FN1. The last quoted language of section 8.02 derives from provisions originally enacted in 1913 as part of, in the words of the bill's caption, "an Act to provide for the incorporation and regulation of certain corporations generally known as building and loan associations." Acts 1913, 33d Leg., 1st C.S., ch. 33, at 72. Section 16 of the 1913 act provided for periodic examination of the affairs of all building and loan associations by the Commissioner of Banking and Insurance.
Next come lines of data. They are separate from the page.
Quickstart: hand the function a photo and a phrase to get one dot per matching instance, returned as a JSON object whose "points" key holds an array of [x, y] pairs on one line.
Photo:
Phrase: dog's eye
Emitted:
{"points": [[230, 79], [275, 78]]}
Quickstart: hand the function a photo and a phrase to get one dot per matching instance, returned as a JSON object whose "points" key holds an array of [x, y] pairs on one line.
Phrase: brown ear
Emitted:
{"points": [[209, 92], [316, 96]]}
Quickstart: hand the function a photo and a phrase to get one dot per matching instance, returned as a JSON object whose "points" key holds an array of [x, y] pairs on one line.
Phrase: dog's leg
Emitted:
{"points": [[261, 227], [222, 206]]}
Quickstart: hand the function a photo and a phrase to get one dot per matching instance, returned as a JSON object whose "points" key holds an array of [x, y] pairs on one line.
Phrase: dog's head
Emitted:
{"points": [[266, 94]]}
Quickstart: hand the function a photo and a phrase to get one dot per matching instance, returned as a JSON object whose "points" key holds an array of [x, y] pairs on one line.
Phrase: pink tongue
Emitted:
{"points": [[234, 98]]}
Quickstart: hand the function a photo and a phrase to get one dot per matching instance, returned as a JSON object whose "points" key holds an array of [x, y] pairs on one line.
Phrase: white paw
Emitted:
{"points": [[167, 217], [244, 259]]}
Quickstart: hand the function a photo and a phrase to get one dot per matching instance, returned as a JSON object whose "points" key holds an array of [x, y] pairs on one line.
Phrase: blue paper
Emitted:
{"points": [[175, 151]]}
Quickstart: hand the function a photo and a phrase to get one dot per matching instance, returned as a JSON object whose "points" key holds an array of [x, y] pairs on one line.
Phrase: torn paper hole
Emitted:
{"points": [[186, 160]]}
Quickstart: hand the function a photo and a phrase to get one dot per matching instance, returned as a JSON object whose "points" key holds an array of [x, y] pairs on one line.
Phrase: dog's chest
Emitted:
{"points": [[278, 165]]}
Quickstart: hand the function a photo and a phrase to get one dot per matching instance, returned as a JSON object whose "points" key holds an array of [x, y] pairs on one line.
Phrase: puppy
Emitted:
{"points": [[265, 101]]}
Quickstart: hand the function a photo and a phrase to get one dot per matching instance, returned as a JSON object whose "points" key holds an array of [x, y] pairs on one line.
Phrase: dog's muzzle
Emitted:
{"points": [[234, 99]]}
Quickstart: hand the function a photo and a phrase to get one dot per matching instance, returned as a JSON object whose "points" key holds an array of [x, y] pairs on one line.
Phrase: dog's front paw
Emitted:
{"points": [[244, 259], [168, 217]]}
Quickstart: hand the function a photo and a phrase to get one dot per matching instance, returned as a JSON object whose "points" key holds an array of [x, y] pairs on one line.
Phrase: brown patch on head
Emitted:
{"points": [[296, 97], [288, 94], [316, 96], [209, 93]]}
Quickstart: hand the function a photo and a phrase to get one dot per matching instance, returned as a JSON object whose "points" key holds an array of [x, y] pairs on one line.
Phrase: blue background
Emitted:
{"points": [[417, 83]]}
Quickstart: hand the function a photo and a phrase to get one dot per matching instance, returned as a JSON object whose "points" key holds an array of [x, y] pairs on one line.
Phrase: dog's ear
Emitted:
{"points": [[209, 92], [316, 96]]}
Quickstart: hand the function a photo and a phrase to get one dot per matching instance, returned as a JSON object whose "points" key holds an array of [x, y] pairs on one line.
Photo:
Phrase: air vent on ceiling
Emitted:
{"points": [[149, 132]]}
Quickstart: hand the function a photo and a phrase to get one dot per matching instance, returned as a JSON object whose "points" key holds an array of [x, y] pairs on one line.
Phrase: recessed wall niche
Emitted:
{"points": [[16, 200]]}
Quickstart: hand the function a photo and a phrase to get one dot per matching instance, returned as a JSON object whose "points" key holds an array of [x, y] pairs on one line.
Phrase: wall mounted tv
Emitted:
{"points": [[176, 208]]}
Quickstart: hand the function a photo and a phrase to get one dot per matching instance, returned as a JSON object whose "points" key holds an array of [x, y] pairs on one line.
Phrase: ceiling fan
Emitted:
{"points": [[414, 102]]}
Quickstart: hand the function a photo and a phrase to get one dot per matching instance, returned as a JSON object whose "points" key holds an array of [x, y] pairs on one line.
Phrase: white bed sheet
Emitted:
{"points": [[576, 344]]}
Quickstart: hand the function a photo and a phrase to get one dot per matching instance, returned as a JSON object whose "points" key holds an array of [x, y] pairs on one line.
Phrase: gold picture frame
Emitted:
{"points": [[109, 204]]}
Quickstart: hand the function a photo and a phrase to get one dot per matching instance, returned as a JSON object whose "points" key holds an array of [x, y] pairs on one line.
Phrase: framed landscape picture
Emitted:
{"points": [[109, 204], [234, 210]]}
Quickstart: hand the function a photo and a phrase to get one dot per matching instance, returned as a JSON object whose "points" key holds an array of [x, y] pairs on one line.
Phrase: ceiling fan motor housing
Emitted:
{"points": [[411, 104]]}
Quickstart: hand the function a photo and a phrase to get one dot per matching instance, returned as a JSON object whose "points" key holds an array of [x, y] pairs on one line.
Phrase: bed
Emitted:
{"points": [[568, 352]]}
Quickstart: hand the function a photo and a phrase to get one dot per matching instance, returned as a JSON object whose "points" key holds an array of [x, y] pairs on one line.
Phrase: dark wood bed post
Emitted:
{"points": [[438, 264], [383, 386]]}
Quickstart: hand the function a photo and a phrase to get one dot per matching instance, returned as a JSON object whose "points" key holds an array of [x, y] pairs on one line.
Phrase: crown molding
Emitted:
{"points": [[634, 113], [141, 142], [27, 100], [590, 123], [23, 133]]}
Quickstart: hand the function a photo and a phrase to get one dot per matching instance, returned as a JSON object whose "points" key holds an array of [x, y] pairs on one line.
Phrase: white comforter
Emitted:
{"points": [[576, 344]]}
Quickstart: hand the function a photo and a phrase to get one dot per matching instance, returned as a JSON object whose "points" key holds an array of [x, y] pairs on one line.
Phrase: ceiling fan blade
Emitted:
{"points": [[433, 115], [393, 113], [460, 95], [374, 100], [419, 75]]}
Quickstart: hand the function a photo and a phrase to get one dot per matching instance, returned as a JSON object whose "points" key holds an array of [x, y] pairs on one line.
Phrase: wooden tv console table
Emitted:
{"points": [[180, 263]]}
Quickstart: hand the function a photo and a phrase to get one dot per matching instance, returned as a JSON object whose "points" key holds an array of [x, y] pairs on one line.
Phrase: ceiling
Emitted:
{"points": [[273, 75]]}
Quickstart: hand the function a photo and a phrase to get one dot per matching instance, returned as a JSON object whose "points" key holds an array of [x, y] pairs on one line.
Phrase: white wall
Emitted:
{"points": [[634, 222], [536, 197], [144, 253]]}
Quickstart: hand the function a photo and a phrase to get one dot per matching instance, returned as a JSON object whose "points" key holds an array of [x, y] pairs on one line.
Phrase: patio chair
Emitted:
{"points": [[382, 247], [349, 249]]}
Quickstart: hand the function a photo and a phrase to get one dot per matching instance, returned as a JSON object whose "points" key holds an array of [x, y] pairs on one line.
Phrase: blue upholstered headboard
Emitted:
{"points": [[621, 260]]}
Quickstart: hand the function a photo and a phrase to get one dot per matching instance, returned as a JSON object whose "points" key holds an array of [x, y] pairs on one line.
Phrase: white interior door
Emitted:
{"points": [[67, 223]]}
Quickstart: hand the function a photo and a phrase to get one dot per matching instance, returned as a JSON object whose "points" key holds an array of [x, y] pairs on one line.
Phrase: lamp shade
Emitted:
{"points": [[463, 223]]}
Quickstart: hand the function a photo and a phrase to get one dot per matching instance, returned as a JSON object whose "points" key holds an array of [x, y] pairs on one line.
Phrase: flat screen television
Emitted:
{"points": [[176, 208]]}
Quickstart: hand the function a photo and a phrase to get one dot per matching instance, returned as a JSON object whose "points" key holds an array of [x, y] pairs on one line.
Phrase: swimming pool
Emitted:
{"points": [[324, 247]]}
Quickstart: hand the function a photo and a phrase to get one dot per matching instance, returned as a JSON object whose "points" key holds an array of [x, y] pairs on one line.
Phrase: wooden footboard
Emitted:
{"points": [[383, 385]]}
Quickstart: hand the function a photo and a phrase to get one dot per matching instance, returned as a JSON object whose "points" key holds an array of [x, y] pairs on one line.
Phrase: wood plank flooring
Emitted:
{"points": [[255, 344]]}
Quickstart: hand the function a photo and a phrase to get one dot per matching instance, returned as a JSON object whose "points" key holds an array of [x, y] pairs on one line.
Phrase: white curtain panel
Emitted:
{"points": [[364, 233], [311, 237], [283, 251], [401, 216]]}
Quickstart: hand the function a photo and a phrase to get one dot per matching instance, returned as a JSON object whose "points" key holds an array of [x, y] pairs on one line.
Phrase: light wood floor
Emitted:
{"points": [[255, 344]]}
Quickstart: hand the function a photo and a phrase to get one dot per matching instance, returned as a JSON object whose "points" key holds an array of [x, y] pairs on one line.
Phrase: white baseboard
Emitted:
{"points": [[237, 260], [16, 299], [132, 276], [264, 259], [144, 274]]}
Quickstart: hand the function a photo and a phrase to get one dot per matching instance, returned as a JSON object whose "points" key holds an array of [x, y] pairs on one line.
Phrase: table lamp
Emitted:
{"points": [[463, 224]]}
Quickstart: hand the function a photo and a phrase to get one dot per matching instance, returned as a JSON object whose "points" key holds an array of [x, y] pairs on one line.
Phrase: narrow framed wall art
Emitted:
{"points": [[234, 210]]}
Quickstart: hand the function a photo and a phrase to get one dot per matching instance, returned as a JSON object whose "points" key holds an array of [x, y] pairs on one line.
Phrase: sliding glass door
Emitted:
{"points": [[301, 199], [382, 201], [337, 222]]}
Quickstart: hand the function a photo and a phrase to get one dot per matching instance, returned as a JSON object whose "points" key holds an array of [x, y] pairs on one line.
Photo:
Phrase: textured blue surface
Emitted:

The second sentence of section 16 read:

Such examinations shall be full and complete, and in making the same the examiner shall have full access to, and may compel the production of all books, papers and moneys, etc., of the association under examination, and may administer oaths to and examine the officers of such association or any other person connected therewith, as to its business and affairs.

Id. at 76.

FN2. Section 4 of article 342-705, added in 1989 provides:

In this article 'financial institution' means a state or national bank or state or federal savings and loan association maintaining an office, branch, or agency office in this state or otherwise engaged in the business of lending money or extending credit in this state.

Acts 1989, 71st Leg., ch. 1196, s 7, at 4886.

FN3. It is perhaps worthy of note that subparts (iii) and (iv) of section 1, excepting legislative committee subpoenas and certain requests for examination by the attorney general from the required disclosure prohibition, derive from a house committee amendment to the 1963 bill which originally added the disclosure restrictions to article 342-705. The bill as introduced provided only for the litigation exceptions covered in subparts (i) and (ii). See Bill File, S.B. 298, 58th Leg. (1963).

We also note that in the enrolled version of the 1989 amendment to section 1, and in the corresponding session law entry--chapter 1196--an "as" appears to have been mistakenly deleted from the pre-amendment language before the words "to whom information is to be disclosed" in subpart (i). That language should probably read "except (i) where the depositor, owner, borrower, or customer as to whom the information is to be disclosed ..." Obviously subpart (i) is meant to except information as to depositors and not information to be disclosed to the depositors, etc., themselves. See Bill File, S.B. 962, 71st Leg. (1989).

FN4. Interestingly, Nikrasch v. State, 698 S.W.2d 443, 450 (Tex.App.--Dallas 1985, no writ), noted that the language of the prior version of article 342-705 under consideration in that opinion--"neither shall any bank be required to disclose the amount deposited by any depositor to third parties"--did not "forbid a bank from disclosing how much a depositor has on deposit; it only provides that a bank may not be required to disclose that information." (Emphasis in original.) We find no cases, however, addressing whether article 342-705 limits the subpoena of bank records under section 8.02.